Tale pronuncia, che appare peraltro
segnata dalla peculiarità di alcuni elementi fattuali,
per vari aspetti difformi da quelli propri della fattispecie ora in
discussione, si pone in termini di contrasto con numerose decisioni, precedenti
e successive, di questa Suprema Corte, tanto da apparire del tutto isolata.
Costituisce invero orientamento consolidato che la disciplina della opponibilità dell’assegnazione nei confronti del terzo
proprietario dell’immobile riguarda le sole ipotesi in cui detta titolarità sia
stata acquisita successivamente alla vicenda attributiva dell’alloggio al
coniuge separato o divorziato, e non quelle in cui l’acquisto della proprietà o
di altro diritto reale sia anteriore, non potendo il provvedimento giudiziale
incidere negativamente ed in modo diretto su una situazione preesistente
facente capo ad un soggetto estraneo al giudizio nel quale è stata disposta
l’assegnazione (Cassazione 2407/1998; 10258/1997; 6458/1996; 929/1995;
5236/1994; 1258/1993; 3391/1982).

Al principio costantemente richiamato
in tali decisioni – pur nella diversità degli orientamenti in esse espressi in ordine alla ravvisabilità
di una successione ex lege del coniuge assegnatario
nell’originario rapporto, in applicazione analogica dell’art. 6, comma 2, della
l. 392/1978 (specificamente affermata da Cassazione 2407/1998, 6458/1996 e
929/1995) – ritengono le Sezioni Unite di doversi riportare, non potendo
ipotizzarsi una funzionalizzazione assoluta del
diritto di proprietà del terzo a tutela di diritti che hanno radice nella
solidarietà coniugale o postconiugale. È peraltro
evidente che, cosi come i limiti soggettivi ed oggettivi del provvedimento di assegnazione non consentono una compressione dei diritti
vantati dal dominus, che non è stato parte del
giudizio nel quale il provvedimento stesso è stato emesso, per converso non è
configurabile un ampliamento della posizione giuridica del coniuge
assegnatario, nei confronti dello stesso proprietario, rispetto a quella
vantata dall’originario comodatario.

Ciò vale a dire
che il diritto del coniuge assegnatario, che pure trova nuovo ed autonomo
titolo nel provvedimento giudiziale – il quale, come è noto, non attribuisce un
diritto reale di abitazione, ma un diritto personale di godimento, variamente
segnato da tratti di atipicità (v. sul punto la richiamata Sezioni Unite
11096/2002 e la giurisprudenza in essa riportata) – resta modellato nel suo
contenuto dalla disciplina del titolo negoziale preesistente, con la
conseguenza che alla normativa regolatrice dell’originaria convenzione occorre
far riferimento al fine di delineare il complesso dei diritti e dei doveri di
detto coniuge nei confronti del proprietario contraente.
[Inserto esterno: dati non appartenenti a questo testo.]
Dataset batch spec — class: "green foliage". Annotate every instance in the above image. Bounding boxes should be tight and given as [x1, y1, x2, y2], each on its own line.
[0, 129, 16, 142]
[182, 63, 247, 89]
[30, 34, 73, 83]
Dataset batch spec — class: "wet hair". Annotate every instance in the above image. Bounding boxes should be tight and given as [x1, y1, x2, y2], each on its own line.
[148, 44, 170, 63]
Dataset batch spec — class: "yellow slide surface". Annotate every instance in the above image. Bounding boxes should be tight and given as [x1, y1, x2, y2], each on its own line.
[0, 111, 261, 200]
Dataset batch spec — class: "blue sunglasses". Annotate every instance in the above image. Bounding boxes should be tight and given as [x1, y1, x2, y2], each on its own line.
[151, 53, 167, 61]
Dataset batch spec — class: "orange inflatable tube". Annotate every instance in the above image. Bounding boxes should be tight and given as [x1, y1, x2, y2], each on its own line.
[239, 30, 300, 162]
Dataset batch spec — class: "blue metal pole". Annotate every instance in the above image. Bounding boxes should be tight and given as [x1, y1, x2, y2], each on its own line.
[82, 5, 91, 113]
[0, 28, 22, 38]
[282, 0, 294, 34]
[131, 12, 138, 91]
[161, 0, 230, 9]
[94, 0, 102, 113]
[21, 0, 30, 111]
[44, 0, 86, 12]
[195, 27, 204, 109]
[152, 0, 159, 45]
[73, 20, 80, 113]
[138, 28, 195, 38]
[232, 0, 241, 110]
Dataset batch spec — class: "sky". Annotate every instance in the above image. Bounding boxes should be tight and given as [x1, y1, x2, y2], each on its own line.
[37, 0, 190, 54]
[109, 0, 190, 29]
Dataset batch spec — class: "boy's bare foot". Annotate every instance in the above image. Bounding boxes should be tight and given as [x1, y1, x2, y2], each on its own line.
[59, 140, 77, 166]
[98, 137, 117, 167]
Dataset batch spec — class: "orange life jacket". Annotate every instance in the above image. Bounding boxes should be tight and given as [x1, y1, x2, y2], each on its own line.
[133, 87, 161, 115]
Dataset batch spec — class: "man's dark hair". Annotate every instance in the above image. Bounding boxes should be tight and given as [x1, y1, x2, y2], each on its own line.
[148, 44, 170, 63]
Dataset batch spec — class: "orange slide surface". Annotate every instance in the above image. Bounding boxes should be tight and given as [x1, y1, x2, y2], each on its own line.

Come ha affermato la Corte
costituzionale nella nota sentenza 454/1989, il giudice della separazione non
crea tanto un titolo di legittimazione ad abitare per uno dei coniugi quanto
conserva la destinazione dell’immobile con il suo arredo nella funzione di
residenza familiare: effetto precipuo del provvedimento di assegnazione
è quello di stabilizzare, a tutela della prole minorenne o anche di quella
maggiorenne, ma non ancora autosufficiente senza propria colpa, la preesistente
organizzazione che trova nella casa familiare il suo momento di aggregazione ed
unificazione, escludendo uno dei coniugi da tale contesto e concentrando la
detenzione in favore, oltre che della prole, del coniuge che, pur potendo non
essere stato parte formale del negozio attributivo del godimento, era comunque
componente del nucleo in favore del quale il godimento stesso era stato
concesso. Tale configurazione della assegnazione non
tanto in termini di attribuzione, quanto di esclusione di uno dei coniugi da
una utilizzazione in atto, tale da determinare una concentrazione della sfera
dei soggetti beneficiari, implica logicamente che la posizione del coniuge
assegnatario nei confronti del terzo concedente resti conformata dalla natura
del diritto preesistente, e sia quindi soggetta agli stessi limiti che
segnavano il godimento da parte della comunità domestica nella fase fisiologica
della vita matrimoniale.

E tuttavia l’applicabilità della
disciplina relativa al titolo contrattuale
preesistente non esclude, ma anzi necessariamente comporta, che la concessione
in comodato del bene nella specifica prospettiva della sua utilizzazione quale
casa familiare assuma decisiva rilevanza, ai fini della ravvisabilità
di un termine collegato alla destinazione della cosa.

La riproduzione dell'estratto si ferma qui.